A new report by the Institute of Public Policy Research (IPPR) has highlighted the lack of reliable research into the benefits delivered by e-health projects in the UK. 


The report, entitled ‘Public Value and e-Health’, says that effective evaluation of current investments will be crucial for benefits to be proven and professional and public support secured. It also warns that threats to the success National Programme for IT (NPfIT) include a failure to consult properly with medical professionals, the lack of IT skills within the healthcare service and poor understanding of what benefits the programme is meant to deliver.


While the potential benefits of better use of ICT in the NHS are clear, there is as yet very little evidence to show that it is making a difference to the delivery of care or responsiveness of services.


“We have looked for evidence that ICT is helping to deliver sources of public value such as better value for money, greater satisfaction with services, improved health outcomes or greater trust in the NHS," says the report.


“Despite the clear potential benefits of improving use of ICT, really solid evidence of a positive impact is still quite scarce,” it concludes. “We were surprised by the disparity between the obvious potential benefits of using ICT more effectively in health and the paucity of evidence that these benefits were being delivered in practice."


Jamie Bend, IPPR research fellow and author of the report, told E-Health Insider that the absence of strong evidence-based research on the benefits of e-health made it more difficult to implement the National Programme for IT and convince clinicians of its benefits.


“The roll-out of NPfIT would be much easier if e-health had a solid research base.  The fact that evidence doesn’t exist in relation to IT systems makes it more difficult to convince clinicians about NPfIT."


He added that the investment decisions behind NPfIT had been based not on hard evidence but on the 2002 Wanless review, which identified increased ICT investment in the NHS as critical to NHS modernisation, and the fact the potential benefits being argued for are something policy makers “find very easy to conceptualise".


Bend said: “Eventually that sort of good faith will run out and we will need evidence to back up the claims for e-health." Without such evidence he warned there was a real risk that politicians, clinicians and the public will become disillusioned and sceptical about the merits of e-health.   


“A lot of what is going on around the national programme is relatively obscure, I’m hoping that there will be evaluation carried out locally and by the national programme nationally."  He said initial indications from the national programme that it would carry out such research as part of its work on benefits realisation were encouraging.


On cost savings Bend noted: “We found a lot of anticipated and projected cost savings, but little evidence of more detailed evaluations of whether savings are delivered in reality."


The IPPR examined over 40 evaluation reports related to projects for the six key NHS IT services, including electronic patient records, electronic booking and electronic transfer of prescriptions, looking to identify where projects had delivered ‘public value’.


The report states that evaluations of past projects have suffered from common problems: too little time and too few resources had been allocated to evaluation; the rationale for evaluation was often unclear; sufficient data for evaluation was often not available; and the evidence presented was not always robust enough.


One of the key issues highlighted is the need to manage the change in business processes and working practices that will accompany the new IT systems to be delivered by the IPPR.  The report expresses concern about the whether the NHS has the capacity to deal with ICT-enabled change on the scale required to realise the full benefits of the national programme.


“There may simply be insufficient capacity within the NHS to cope with the magnitude of change that will be required.
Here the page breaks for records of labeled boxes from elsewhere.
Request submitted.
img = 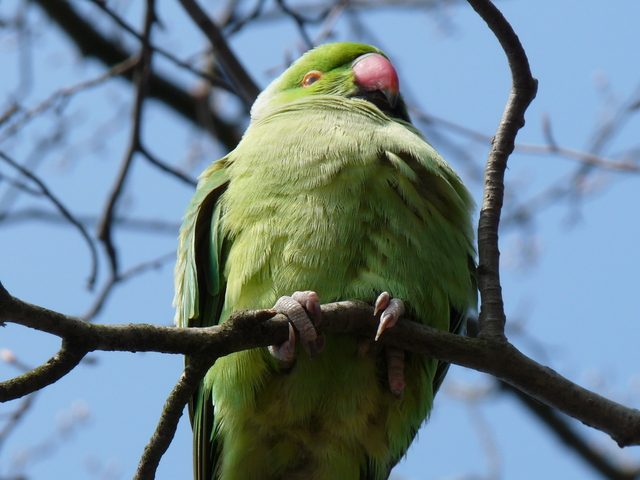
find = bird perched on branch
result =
[175,43,477,480]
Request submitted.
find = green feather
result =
[175,44,477,480]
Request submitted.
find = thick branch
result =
[0,286,640,446]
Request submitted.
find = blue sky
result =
[0,0,640,480]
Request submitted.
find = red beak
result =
[351,53,399,108]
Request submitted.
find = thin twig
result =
[140,145,198,187]
[0,285,640,447]
[98,2,156,278]
[133,352,216,480]
[79,250,176,322]
[0,151,98,289]
[180,0,260,109]
[468,0,537,342]
[0,56,138,142]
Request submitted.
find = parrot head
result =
[251,42,409,122]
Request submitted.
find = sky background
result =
[0,0,640,480]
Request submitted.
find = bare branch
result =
[468,0,537,341]
[133,352,217,480]
[0,56,139,142]
[98,0,156,278]
[35,0,242,150]
[0,286,640,447]
[140,145,198,187]
[0,151,98,289]
[180,0,260,109]
[500,382,640,480]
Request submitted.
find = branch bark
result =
[0,284,640,447]
[468,0,538,342]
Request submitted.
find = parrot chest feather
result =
[205,100,472,480]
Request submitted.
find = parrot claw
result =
[374,292,404,341]
[269,291,325,367]
[269,324,296,370]
[372,292,405,399]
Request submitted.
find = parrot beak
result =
[351,53,400,109]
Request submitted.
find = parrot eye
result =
[302,70,324,88]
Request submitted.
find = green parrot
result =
[174,43,477,480]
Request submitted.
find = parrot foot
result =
[372,292,405,399]
[373,292,404,341]
[269,291,325,368]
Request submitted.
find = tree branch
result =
[29,0,242,150]
[133,352,217,480]
[180,0,260,109]
[0,284,640,447]
[468,0,537,342]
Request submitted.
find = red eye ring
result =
[302,70,324,88]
Inadequate funding, insufficient skilled staff and the competition of other priorities may mean that although ICT systems have been procured, the benefits delivered will not be as great as they might have been."
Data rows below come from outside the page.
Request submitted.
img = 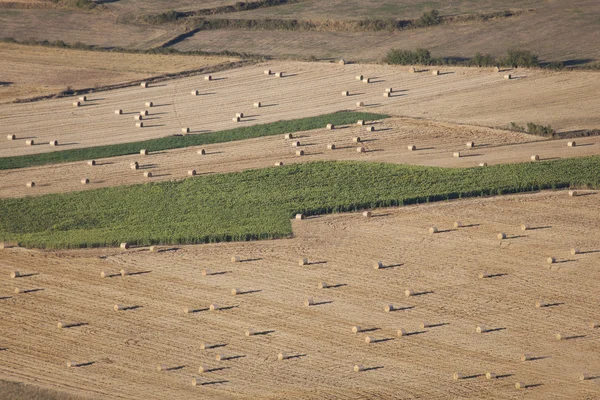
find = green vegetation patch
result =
[0,111,388,170]
[0,156,600,248]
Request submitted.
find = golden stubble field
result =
[0,62,600,157]
[0,191,600,400]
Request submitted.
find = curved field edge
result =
[0,111,388,170]
[0,156,600,248]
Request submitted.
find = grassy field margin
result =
[0,111,388,170]
[0,156,600,248]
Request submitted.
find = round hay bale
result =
[198,364,210,374]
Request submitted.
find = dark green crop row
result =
[0,111,388,170]
[0,156,600,248]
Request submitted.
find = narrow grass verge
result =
[0,111,388,170]
[0,156,600,248]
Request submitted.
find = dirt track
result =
[0,62,600,157]
[0,191,600,400]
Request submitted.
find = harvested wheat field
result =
[0,118,600,198]
[0,191,600,399]
[0,62,600,157]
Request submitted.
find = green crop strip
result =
[0,111,388,170]
[0,156,600,248]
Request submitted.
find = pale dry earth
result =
[0,43,236,103]
[0,191,600,400]
[0,62,600,157]
[0,118,600,198]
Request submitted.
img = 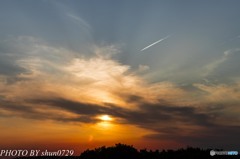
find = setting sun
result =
[99,115,113,121]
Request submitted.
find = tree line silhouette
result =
[14,143,240,159]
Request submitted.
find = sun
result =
[99,115,113,121]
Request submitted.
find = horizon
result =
[0,0,240,157]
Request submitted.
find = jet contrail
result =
[141,35,170,51]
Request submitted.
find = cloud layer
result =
[0,37,240,147]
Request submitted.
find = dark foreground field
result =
[17,144,240,159]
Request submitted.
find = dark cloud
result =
[1,94,240,148]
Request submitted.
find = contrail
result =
[141,35,171,51]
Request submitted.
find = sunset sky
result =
[0,0,240,152]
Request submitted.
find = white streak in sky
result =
[141,35,170,51]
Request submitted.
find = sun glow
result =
[99,115,113,121]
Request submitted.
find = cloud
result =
[66,13,91,30]
[0,37,240,148]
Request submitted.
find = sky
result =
[0,0,240,152]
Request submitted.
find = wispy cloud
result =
[141,35,171,51]
[0,37,240,149]
[66,13,91,29]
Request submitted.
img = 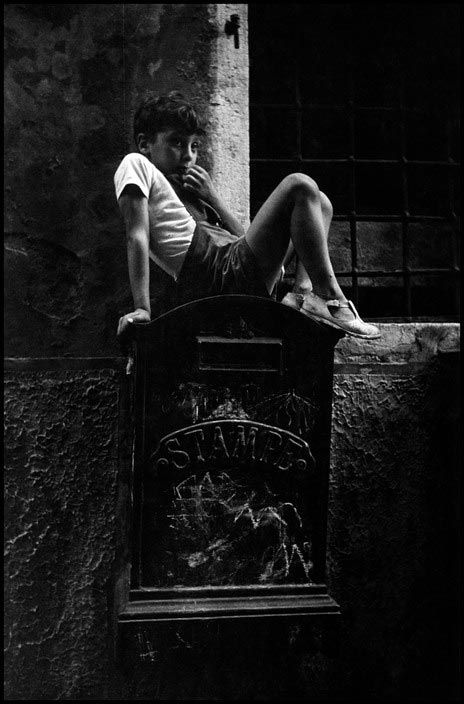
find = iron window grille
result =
[249,5,459,320]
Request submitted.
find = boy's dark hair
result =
[134,91,205,144]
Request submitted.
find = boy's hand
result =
[117,308,150,340]
[181,164,217,203]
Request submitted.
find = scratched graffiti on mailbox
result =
[143,419,315,586]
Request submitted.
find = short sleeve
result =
[114,153,153,199]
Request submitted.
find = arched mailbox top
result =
[130,294,344,348]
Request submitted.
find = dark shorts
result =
[176,222,270,305]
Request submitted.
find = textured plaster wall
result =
[4,370,119,700]
[4,3,239,357]
[5,324,459,700]
[5,4,459,699]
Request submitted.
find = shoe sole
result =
[300,307,382,340]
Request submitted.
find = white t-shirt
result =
[114,152,196,279]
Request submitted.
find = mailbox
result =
[117,295,341,696]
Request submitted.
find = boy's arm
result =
[182,164,245,237]
[117,186,151,337]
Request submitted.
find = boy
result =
[114,93,380,339]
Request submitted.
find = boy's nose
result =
[182,147,193,162]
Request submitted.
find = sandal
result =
[300,292,381,340]
[280,291,304,310]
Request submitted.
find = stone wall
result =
[5,3,248,357]
[5,4,458,700]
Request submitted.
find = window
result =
[249,4,459,320]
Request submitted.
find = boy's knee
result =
[319,191,333,217]
[284,173,321,200]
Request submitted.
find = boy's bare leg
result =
[246,174,354,319]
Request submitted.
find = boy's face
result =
[139,129,200,176]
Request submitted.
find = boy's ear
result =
[137,132,148,155]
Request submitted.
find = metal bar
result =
[335,267,460,278]
[250,156,460,169]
Another warning is sounded on the potential consequences of the degree of centralisation represented by the national programme. “This could potentially make systems insufficiently flexible to take account of useful variations in local working practices and might also lead to trailblazing NHS organisations being held back," says the report.


Bend added that further work was needed from the national programme to engage with clinicians and the public to build awareness and confidence. “The public just wants to be dealt with by their doctor and don’t have a good understanding of how the NHS works of their information is used."


“Without building the public’s awareness about what is being done there is a risk that it only takes a couple of stories on misuse of records to really trigger a collapse of public confidence in the system, so we need much more public engagement."